Первая книжка выйдет небольшим тиражом, и год после этого я не смогу написать ни слова – потому что сил не останется, потому что я выложился, вычерпал себя до дна, до капельки. Следующий замысел станет складываться медленно, и я снова открою файл «Word'а» лишь спустя почти два года. Мои герои будут непослушными и упрямыми, мы будем спорить с ними до хрипоты, отстаивая каждый свое мнение, но когда придем, наконец, к согласию – текст ляжет послушной золотой дорогой, ведущей к закату, и они пойдут по ней, затаив дыхание, и поведут меня следом. Тонкая, дрожащая ниточка Истины на миг протянется под ногами, и я увижу ее и на миг дотронусь до этой нити, искрящейся в звездном свете. Вторая книга даст мне седую прядь в волосах и боли в сердце; ее не захотят печатать, потому что чистая любовь не в цене сейчас. То же самое будет с третьей…

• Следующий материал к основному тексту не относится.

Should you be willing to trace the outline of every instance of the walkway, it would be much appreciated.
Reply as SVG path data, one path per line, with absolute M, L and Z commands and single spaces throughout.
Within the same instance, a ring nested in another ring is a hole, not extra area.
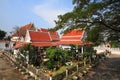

Я женюсь – неудачно, потому что Ей надоест быть «женой сумасшедшего, который днями и ночами что-то бормочет про себя и смотрит шальными глазами». Я останусь один – точнее, наедине со своими героями, и буду пропускать текст сквозь сердце и душу, но это продлится совсем недолго. Я умру легко, во сне… а засыпая, увижу их – всех, кто стал живым благодаря мне, всех, кого я выпустил в этот мир, рассказав о них. И они скажут мне спасибо.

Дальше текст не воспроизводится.